If the majority of sensors are online 24/7, the storage drives will need to be updated
If the majority of sensors and users are online only during working hours, this may be safe to ignore as it is less likely ingress, searching and optimization will be at full capacity at the same time. Consider this acceptable if the threshold is not far off.
Reading Results
Focus on the following sections
Test
Meaning
read_bandwidth
Total number of bytes transferred / total time between first request for service and completion of last transfer
read_iops
Input/Output Operations per second. An SSD is going to have much higher IOPS than a spinning disk.
IOPS = 1000 ms / (average seek time + average latency)
Average Latency - How long it takes a disk to spin halfway around.
0.1ms for SSD
((60 / <half spin time>)/2)*1000
Average Seek - How long it takes for the head to reach the area of the disk where the data is stored. Average of write and write seek or read and read seek.
write_bandwidth
Total number of bytes transferred / total time between first request for service and completion of last transfer
write_iops
Input/Output Operations per second. An SSD is going to have much higher IOPS than a spinning disk.
IOPS = 1000 ms / (average seek time + average latency)
Average Latency - How long it takes a disk to spin halfway around.
0.1ms for SSD
((60 / <half spin time>)/2)*1000
Average Seek - How long it takes for the head to reach the area of the disk where the data is stored. Average of write and write seek or read and read seek.
Each section contains the following results:
Field
Meaning
Pass
True/False, did this particular test pass or fail?
Result
The actual performance of the disk on this specific test
Threshold
The expected passing threshold based on the configurations set by EDR engineering.
Evaluating the Results
If read/write iops and read/write bandwidth pass on each test, the storage drive will be able to handle the load.
Pre-data tests are done at best guestimate based on normal event noise from sensors. In environments where endpoints are more noisy, a passing score close to the threshold may not hold true as live data comes in.

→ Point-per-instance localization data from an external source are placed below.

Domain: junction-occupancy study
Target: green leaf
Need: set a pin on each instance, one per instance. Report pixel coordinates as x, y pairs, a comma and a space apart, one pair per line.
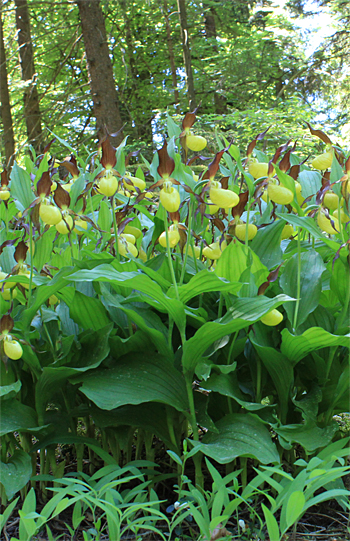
239, 435
10, 390
136, 379
309, 225
16, 473
140, 282
93, 350
228, 385
296, 348
41, 295
267, 244
21, 186
311, 270
271, 524
146, 320
243, 312
309, 436
88, 312
203, 282
293, 509
340, 280
104, 217
310, 182
243, 257
280, 370
16, 417
43, 248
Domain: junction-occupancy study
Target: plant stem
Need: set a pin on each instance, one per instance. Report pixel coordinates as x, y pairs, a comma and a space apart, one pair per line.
189, 229
31, 258
170, 261
115, 230
193, 421
295, 319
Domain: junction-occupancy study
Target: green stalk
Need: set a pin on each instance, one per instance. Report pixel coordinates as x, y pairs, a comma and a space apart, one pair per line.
168, 249
295, 319
115, 230
340, 224
247, 222
193, 421
189, 229
31, 258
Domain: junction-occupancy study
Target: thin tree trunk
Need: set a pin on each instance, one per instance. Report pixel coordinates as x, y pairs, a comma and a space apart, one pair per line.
31, 98
102, 84
181, 6
210, 32
139, 78
171, 56
9, 140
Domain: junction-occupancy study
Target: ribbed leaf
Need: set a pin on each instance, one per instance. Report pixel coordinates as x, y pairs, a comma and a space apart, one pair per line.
311, 270
140, 282
244, 312
203, 282
267, 244
234, 261
21, 186
16, 416
16, 473
239, 435
297, 347
134, 380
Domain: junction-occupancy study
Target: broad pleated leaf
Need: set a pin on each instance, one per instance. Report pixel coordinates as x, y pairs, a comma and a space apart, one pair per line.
138, 281
16, 473
311, 270
297, 347
234, 261
16, 417
203, 282
280, 370
136, 379
239, 435
267, 244
244, 312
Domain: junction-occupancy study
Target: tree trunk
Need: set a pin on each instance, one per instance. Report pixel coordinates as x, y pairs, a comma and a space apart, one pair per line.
31, 98
102, 85
210, 32
171, 57
6, 116
181, 6
140, 77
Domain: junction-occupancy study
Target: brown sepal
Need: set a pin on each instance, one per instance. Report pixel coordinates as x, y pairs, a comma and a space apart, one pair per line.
6, 323
7, 243
166, 164
219, 224
174, 216
108, 157
4, 178
71, 165
44, 184
224, 182
122, 224
320, 134
47, 147
238, 210
214, 165
20, 252
61, 197
34, 215
189, 119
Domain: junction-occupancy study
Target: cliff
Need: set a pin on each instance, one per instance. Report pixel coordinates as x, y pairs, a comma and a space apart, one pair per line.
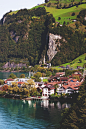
53, 42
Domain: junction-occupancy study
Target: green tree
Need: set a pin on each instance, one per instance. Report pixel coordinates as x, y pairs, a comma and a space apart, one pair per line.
22, 76
13, 76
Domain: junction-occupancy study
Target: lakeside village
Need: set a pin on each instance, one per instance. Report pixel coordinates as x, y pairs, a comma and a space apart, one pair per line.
57, 86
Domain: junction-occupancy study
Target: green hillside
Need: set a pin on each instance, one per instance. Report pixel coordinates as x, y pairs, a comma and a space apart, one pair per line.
24, 34
79, 61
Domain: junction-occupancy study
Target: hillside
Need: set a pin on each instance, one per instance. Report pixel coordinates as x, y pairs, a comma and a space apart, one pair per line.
78, 62
24, 34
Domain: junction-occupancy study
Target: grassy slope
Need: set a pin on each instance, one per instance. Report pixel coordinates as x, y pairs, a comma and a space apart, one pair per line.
75, 62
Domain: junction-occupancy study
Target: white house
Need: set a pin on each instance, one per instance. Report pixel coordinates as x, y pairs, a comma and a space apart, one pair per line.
48, 90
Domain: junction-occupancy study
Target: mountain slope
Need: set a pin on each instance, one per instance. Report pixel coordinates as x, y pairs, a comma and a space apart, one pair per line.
24, 34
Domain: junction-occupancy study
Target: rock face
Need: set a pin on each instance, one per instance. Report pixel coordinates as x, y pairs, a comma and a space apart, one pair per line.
53, 45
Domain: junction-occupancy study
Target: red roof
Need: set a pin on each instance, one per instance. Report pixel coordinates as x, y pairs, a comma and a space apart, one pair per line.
10, 79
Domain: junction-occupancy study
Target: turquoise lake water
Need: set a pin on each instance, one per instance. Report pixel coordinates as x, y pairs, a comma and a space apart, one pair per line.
19, 114
5, 75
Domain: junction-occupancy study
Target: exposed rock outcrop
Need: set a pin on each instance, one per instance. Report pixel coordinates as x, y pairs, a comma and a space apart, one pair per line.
53, 45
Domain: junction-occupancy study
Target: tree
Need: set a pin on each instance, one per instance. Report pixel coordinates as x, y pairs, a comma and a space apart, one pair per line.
22, 76
59, 18
75, 117
37, 76
46, 1
73, 14
5, 87
13, 76
48, 73
56, 86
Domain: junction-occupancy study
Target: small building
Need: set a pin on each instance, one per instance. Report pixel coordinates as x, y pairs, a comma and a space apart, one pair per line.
48, 90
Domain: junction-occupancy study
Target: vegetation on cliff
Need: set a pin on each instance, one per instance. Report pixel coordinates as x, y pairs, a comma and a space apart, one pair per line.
24, 33
75, 117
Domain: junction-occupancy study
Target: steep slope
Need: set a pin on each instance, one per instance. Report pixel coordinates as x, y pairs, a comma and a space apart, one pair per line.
25, 34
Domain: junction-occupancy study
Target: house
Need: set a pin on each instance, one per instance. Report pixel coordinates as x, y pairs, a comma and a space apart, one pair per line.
48, 90
20, 84
60, 73
9, 81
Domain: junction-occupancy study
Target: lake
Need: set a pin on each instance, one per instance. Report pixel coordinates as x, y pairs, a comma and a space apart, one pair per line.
20, 114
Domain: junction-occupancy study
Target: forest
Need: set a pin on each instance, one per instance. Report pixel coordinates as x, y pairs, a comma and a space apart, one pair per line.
75, 117
25, 35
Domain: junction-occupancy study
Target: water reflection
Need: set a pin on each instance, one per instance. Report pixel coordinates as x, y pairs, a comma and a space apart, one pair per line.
30, 114
46, 104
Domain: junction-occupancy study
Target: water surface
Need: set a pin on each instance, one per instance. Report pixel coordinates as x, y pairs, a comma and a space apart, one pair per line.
18, 114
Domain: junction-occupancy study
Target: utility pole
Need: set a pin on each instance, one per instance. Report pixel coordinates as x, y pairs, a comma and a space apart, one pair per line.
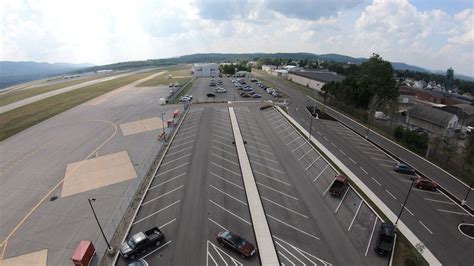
109, 248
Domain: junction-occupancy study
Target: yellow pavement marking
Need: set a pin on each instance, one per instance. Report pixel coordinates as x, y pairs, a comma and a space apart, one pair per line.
55, 187
140, 126
98, 172
38, 258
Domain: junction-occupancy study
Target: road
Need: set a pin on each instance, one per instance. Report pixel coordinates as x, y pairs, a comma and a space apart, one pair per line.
34, 163
375, 169
198, 191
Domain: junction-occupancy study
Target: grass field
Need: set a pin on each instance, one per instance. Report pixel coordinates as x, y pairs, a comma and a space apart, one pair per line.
18, 95
180, 76
21, 118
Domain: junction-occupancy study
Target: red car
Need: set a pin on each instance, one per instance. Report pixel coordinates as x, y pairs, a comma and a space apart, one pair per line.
424, 183
237, 243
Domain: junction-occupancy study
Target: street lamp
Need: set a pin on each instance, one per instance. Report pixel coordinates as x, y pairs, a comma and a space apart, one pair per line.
163, 125
109, 248
405, 202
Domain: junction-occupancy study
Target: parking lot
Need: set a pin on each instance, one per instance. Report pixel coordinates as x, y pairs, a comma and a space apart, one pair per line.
202, 88
198, 191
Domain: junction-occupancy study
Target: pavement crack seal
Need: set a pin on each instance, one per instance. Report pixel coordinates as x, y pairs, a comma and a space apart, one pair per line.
5, 241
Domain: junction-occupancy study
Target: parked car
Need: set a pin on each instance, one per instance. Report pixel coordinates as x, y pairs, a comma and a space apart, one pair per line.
237, 243
385, 239
140, 262
424, 183
339, 186
141, 241
404, 169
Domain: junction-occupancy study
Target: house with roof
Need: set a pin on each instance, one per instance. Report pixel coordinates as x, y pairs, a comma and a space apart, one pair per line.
314, 79
433, 120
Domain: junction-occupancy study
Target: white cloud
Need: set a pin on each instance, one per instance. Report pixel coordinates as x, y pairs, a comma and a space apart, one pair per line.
109, 31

If only tests on optimize_same fail, the storage device can pass if sensors and users are not online 24/7. Optimization runs at midnight every night a new core is rolled over.
A second volume can be mounted as /var/cb/data/solr/cbevents2, this allows the newly rolled over core to optimize on a separate partition as the new writer core. Supporting Multiple Volumes for Event Data
If any tests from Ingress or Optimize fail the storage device is not fast enough to handle the load.
If there is a single failed test, yet the result is very close to the threshold, the storage may be adequate to handle the load but will need to be upgraded if performance issues occur.
Read the "run_config: fail_message" for more detail.
Additional Information
The run_config section contains both fail_message and pass_message. This section is just the configuration settings, only the pass: field in each test should be viewed.